Einige Rekorde

Die Emmericher Rheinbrücke

Es ist schon seltsam, das etwas so langes zwei Orte viel näher zusammenbringen kann. Ohne die längste Hängebrücke Deutschlands dazwischen wären Emmerich und Kleve viel weiter voneinander entfernt. Als die Brücke 1965 fertiggestellt wurde, war sie eine unglaubliche Erleichterung für den Verkehr in der Region – ohne Brücke ist der Rhein doch eher ein Hindernis. Die Länge macht die nördlichste Rheinbrücke Deutschlands auch interessant, besonders für die Konstrukteure. Von unten muß der Fluß bedacht werden, der häufig über die Ufer tritt.

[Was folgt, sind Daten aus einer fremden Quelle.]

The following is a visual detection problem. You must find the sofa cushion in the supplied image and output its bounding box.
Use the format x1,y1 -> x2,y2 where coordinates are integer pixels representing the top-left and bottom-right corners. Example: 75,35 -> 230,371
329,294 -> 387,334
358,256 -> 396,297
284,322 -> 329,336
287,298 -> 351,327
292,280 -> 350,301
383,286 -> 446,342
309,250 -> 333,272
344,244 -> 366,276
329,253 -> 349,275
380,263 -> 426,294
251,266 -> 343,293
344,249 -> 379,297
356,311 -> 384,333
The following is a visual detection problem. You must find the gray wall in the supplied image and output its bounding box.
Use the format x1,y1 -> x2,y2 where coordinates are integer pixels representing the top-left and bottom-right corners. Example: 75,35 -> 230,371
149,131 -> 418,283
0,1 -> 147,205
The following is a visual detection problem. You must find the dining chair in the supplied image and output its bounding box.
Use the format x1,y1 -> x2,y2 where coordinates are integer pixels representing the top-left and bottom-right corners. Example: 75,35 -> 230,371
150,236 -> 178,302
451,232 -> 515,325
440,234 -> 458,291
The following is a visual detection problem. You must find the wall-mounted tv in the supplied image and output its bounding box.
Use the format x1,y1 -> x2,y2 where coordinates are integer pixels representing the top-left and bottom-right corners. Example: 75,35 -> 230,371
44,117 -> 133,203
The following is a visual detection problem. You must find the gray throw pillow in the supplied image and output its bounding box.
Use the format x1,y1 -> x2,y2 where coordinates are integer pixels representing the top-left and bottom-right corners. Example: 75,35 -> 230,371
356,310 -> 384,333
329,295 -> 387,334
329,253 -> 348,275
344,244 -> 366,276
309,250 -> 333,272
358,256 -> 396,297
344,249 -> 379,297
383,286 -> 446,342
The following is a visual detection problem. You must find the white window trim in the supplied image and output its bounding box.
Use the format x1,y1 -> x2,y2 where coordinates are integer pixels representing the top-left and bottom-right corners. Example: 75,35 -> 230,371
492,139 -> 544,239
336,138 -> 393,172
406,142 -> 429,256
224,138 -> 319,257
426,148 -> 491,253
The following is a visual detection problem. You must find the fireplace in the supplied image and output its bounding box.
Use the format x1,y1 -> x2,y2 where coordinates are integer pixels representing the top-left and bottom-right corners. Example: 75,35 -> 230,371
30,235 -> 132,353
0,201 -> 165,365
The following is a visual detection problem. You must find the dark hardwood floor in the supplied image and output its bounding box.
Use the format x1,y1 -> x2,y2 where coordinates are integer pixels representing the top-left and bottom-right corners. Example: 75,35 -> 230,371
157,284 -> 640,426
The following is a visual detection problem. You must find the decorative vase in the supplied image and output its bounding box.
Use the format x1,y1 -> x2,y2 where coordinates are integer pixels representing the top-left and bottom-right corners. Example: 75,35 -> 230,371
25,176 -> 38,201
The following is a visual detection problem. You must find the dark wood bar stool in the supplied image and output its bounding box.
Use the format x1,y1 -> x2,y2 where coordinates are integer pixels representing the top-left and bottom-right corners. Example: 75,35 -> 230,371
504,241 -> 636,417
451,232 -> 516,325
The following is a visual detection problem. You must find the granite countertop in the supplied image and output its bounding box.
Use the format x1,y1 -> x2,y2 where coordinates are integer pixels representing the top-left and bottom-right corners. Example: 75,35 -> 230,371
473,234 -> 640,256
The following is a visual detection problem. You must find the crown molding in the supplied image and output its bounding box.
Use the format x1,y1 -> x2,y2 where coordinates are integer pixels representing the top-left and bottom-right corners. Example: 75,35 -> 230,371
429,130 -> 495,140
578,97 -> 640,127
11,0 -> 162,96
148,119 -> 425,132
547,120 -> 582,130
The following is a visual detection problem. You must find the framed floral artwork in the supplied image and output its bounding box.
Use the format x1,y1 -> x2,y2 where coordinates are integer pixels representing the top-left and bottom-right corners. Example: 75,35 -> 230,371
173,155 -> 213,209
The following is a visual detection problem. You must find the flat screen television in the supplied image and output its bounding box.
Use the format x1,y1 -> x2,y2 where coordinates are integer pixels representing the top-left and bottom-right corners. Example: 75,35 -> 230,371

Deshalb gibt es keine Brückenrampen, sondern Vorbrücken, die das Überflutungsgebiet des Rheins überspannen. Die Brücke muß aber nicht nur mit ihrer Unterkonstruktion besondere Rücksicht auf die Landschaft nehmen. Oben spielt unsichtbar der Wind eine große Rolle. Die flache Niederrheinlandschaft bietet ihm eine weite Anlauffläche, so daß von Zeit zu Zeit die Emmericher Reinbrücke sogar gesperrt werden muss. Dann sind die 800 Meter Brückenlänge besonders für große Anhänger ein unberechenbares Risiko. Sie können schon einmal wie Spielzeug umgeweht werden. Für Radfahrer ist schon viel schwächerer Wind lästig, wenn er von vorne kommt. Aber gerade an rauheren Apriltagen bietet sich von der Emmericher Reinbrücke ein beeindruckendes Bild. Der Strom ist grau und aufgepeitscht und sieht schon fast aus wie die Nordsee, der er zuströmt. Die Rheinschiffe gischten mit ihrem Bug durch die Wellen, als wollten sie einmal Hochsee spielen. Gemütlicher ist es aber bei ruhigem Sonnenschein. Dann kann man über dem Fluss stehend mit Blicken lange seinem Lauf folgen oder auch das Stadtpanorama von Emmerich aus dieser eher ungewohnten Perspektive auf sich wirken lassen.